Looking further at the overlap, where another directive applies, the TCD only applies in respect of donation, procurement and testing (not to processing, preservation, storage or distribution). Accordingly, where an ATMP contains human cells or tissues, the donation, procurement and testing of those cells or tissues must comply with the TCD. So, an RM product containing or consisting of human cells or tissues may be regulated: (a) under the TCD only; or (b) under the TCD (partly) and the ATMPR. 

We see the following as potential areas of confusion:

  • Where certain things are harvested from cultured human cells or tissues, such as recombinant genetic material or modified antibodies, are those things 'manufactured products' for the purpose of the TCD?

  • When are autologous grafts and organs or parts of organs (which the ATMPR does not generally apply to) used for a different essential purpose?

  • When are alterations to tissues or cells 'substantial' but not 'relevant'?

  • Leafing through the legislation, there are undoubtedly many such areas of confusion and this is reflected in the European Medicines Agency’s (EMA) collection of responses on its recent reflection paper on ATMP classification (May 2015) – which runs to nearly 200 pages. The ATMPR does provide some clarifications, but fails (in our view) to set the tests out clearly. However, hopefully the CAT will be busy preparing further guidance to demonstrate the industry responses to its reflection paper.

ATMP trials

The RMEG report also suggests that the industry is looking for help in understanding the requirements for clinical trials involving ATMPs. All such trials must be the subject of written authorisation before they are started. However, despite ATMP regulation being generally managed at the European level, that authorisation must come from the local competent authority (which is the Medicines and Healthcare Products Regulatory Authority in the UK). Putting politics aside, if the relevant experts have been drafted in at the European level, then perhaps the clinical trial application should go there too. This might result in efficiencies at the point when a marketing authorisation application is made to the EMA after a successful clinical trial.

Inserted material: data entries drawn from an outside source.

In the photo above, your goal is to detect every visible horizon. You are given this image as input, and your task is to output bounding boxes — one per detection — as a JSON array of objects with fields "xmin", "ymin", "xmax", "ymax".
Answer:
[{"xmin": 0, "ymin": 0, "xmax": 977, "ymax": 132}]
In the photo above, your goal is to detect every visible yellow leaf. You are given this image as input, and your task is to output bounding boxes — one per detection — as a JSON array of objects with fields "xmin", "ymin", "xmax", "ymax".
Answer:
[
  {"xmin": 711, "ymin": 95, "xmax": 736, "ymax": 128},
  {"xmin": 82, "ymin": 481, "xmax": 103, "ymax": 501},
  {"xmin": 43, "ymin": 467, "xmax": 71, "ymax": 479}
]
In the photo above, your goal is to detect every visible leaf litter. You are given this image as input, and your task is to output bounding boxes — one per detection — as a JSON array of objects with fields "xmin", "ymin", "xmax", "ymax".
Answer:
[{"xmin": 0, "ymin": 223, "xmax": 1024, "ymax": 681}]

It is also worth noting that, in respect of ATMP trial applications, the turnaround deadlines have been removed for such authorisations as well as the necessary research ethics committee opinions. This must be frustrating for RM businesses, which might experience significant delays, and at the very least indicates a general acceptance that this is complicated. 

Written authorisation is also required for trials involving any medicinal product which contains genetically modified organisms (GMOs). RM products could contain GMOs or be made using them, so the application of GMO regulation is another topic that RM executives need to be well-versed in. The way that GMO regulation fits into the mix will be the subject of our next article. 

Where to start…

Just looking at this single issue, there are huge complexities for RM businesses in first identifying what they are required to comply with and then what they need to do and who they need to deal with. A running theme of the Lords report, the RMEG report and other RM commentary is that the complexity of the legal framework and the plethora of applicable regulatory obligations puts a real strain on RM businesses (in terms of both management time and cost). However, the problem with a technology that merges many new technical and highly-regulated disciplines is that complexity is likely to be a necessary evil. 

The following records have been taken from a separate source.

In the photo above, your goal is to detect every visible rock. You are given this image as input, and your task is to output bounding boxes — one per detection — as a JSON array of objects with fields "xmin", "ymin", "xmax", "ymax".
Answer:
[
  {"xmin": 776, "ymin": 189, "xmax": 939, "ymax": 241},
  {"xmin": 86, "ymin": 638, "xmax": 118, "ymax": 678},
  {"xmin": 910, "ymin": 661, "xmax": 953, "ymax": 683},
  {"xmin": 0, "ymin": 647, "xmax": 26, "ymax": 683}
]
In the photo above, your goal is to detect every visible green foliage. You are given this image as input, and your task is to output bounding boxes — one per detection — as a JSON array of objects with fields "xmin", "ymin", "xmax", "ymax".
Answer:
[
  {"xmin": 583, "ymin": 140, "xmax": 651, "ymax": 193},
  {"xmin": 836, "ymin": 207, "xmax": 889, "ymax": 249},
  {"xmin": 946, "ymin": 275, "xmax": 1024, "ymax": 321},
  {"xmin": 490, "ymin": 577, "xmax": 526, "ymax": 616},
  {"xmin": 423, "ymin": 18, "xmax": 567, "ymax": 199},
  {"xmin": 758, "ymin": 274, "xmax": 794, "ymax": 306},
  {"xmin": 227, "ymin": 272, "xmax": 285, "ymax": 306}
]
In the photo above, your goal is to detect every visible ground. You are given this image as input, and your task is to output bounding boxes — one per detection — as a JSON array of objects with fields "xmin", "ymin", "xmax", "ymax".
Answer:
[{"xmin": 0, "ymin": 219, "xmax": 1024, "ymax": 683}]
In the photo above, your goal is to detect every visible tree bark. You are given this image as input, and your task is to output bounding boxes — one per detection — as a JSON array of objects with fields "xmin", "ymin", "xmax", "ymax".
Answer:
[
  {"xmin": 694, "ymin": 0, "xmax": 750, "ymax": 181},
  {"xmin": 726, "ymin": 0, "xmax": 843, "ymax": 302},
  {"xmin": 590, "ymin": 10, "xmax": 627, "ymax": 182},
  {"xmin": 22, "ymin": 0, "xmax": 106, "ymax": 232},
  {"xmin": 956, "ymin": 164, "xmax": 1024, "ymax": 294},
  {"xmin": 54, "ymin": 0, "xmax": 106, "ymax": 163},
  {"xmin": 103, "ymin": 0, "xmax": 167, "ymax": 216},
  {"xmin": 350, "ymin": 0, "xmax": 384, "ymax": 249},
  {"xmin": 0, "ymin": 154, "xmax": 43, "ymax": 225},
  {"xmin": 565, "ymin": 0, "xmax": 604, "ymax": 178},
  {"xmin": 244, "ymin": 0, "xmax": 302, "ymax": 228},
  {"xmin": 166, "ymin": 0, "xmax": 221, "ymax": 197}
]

For a CEO of an aspirational RM SME, for example, the challenges must be daunting. In our view, even with the significant simplification that commentators are pushing for, the overall regulatory landscape for RM businesses is not going to be simple (at least not at any time soon). As such, RM businesses should factor into early funding rounds a pot of money to help develop or procure regulatory expertise so that the business can be designed around making compliance as easy as possible.